John LEE, Jr., Appellant, v. SAFEGUARD MUTUAL INSURANCE COMPANY, Appellee.

Superior Court of Pennsylvania.

Argued June 8, 1988.

Filed Sept. 19, 1988.

Reargument Denied Nov. 7, 1988.

*105Allen L. Feingold, Philadelphia, for appellant.

Wayne A. Schieble, Philadelphia, for appellee.

Before McEWEN, OLSZEWSKI, and CERCOME, JJ.

OLSZEWSKI, Judge:

This case involves the question of a claimant’s recovery for attorney fees under section 107 of the Pennsylvania No-fault Motor Vehicle Insurance Act (“No-fault Act”).1 Finding the record incomplete to support a claim for counsel fees under section 107(3) of the No-fault Act, the trial court denied appellant’s claim. Appellant contends that the trial court erred in failing to award attorney’s fees pursuant to sections 107(1) and 107(3) of the No-fault Act. We find the record lacks evidentiary support for recovery of attorney’s fees under either section and, consequently, affirm the judgment.

On September 4, 1976, appellant was injured in an automobile accident. Appellant, at the time of the accident, was insured by appellee, Safeguard Mutual Insurance Company. On May 29, 1979, the insurance commissioner suspended appellee and, on April 21, 1982, the Commonwealth Court declared appellee insolvent. Subsequently, the Pennsylvania Insurance Guarantee Association (“PIGA”) handled the file on behalf of appellee.

In 1978, appellant filed his first action for no-fault benefits in which he demanded judgment for itemized medical bills totalling $1,087.00, claiming that those bills were “incomplete and continuing,” and demanded judgment for lost *106wages “together with penalties, attorney’s fees, interest and costs thereon.” Appellant also sought punitive damages. In 1980, appellant filed another action for no-fault benefits arising out of the same car accident, adding a request for payment of uninsured motorist benefits for “pain and suffering.”
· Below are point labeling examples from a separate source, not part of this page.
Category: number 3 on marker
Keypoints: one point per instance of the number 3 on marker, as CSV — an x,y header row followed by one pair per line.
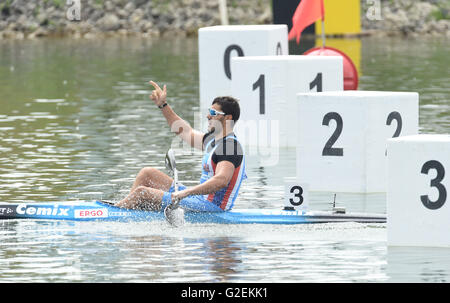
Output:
x,y
297,195
436,182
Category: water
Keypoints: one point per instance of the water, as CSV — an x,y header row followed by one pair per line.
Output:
x,y
76,123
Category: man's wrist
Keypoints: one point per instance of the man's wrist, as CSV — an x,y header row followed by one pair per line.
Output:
x,y
162,105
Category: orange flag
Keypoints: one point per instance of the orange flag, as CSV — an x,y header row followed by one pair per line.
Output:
x,y
307,12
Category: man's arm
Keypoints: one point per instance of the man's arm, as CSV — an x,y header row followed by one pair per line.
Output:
x,y
224,173
176,124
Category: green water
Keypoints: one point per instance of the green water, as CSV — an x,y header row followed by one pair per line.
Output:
x,y
76,123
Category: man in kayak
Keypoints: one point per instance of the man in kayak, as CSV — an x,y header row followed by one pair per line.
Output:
x,y
223,163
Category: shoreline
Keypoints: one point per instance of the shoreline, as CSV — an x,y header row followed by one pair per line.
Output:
x,y
20,19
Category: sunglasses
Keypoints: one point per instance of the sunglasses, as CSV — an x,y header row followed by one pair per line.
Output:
x,y
214,112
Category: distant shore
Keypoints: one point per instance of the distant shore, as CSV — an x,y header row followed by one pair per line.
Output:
x,y
22,19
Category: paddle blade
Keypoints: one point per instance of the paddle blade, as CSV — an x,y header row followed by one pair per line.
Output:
x,y
174,216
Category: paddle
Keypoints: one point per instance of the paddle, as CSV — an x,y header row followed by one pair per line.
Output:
x,y
173,213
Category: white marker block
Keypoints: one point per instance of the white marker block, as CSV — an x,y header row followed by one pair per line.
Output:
x,y
343,137
267,88
418,196
218,44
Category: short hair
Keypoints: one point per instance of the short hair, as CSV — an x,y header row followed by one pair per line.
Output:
x,y
229,106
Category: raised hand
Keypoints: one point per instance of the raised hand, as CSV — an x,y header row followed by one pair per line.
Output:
x,y
158,95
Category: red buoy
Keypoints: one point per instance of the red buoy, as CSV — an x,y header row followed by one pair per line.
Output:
x,y
350,72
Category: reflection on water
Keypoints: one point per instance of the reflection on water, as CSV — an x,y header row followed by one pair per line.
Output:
x,y
76,123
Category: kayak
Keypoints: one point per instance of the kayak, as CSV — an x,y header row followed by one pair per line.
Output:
x,y
106,211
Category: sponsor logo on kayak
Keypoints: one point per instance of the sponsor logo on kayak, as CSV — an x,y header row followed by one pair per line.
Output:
x,y
5,211
91,213
23,209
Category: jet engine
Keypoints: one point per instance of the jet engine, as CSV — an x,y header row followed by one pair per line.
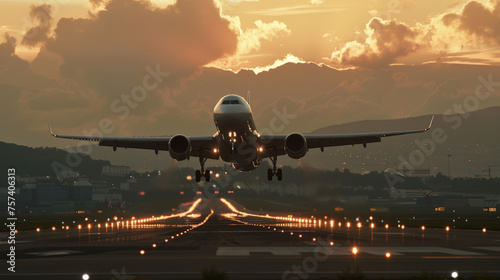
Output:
x,y
295,145
179,147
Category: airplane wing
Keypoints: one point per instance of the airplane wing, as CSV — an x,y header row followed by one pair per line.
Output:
x,y
199,145
275,144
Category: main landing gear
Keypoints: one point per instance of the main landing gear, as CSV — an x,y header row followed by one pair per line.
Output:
x,y
274,171
202,172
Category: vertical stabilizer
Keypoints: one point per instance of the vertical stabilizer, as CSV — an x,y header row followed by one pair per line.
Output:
x,y
248,97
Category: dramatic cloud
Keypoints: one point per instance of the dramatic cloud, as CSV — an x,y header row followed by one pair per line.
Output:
x,y
40,14
386,41
251,39
477,20
109,51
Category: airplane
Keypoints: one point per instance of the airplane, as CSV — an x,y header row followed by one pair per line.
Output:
x,y
238,142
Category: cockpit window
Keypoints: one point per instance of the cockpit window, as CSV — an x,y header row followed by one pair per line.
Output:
x,y
231,102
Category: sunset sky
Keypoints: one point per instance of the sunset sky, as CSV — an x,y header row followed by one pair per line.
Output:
x,y
71,62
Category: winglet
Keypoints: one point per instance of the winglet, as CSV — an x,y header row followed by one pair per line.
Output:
x,y
430,124
50,130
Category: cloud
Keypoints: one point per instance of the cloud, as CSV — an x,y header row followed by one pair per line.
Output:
x,y
478,20
317,2
473,28
251,39
386,41
110,50
39,33
289,58
297,10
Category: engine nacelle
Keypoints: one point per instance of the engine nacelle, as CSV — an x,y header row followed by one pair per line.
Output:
x,y
179,147
295,145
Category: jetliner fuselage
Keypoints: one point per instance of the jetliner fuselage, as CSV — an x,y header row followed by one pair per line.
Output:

On December 4,1984, after PIGA assumed appellee’s file, an arbitration panel, with respect to the 1978 action, found in favor of appellant in the amount of the itemized bills, namely $1,087.00. The panel also assessed interest at the rate of 18% per year, for a total award of $2,296.29. The panel rejected appellant’s claim for lost wages, any additional medical bills, and attorney’s fees. With respect to the 1980 action, an arbitration panel entered an award in favor of appellant in the amount of $1,722.50. Appellant and PIGA appealed the panel decisions resulting from the 1978 action and the 1980 action, respectively. Both appeals were consolidated for purposes of trial.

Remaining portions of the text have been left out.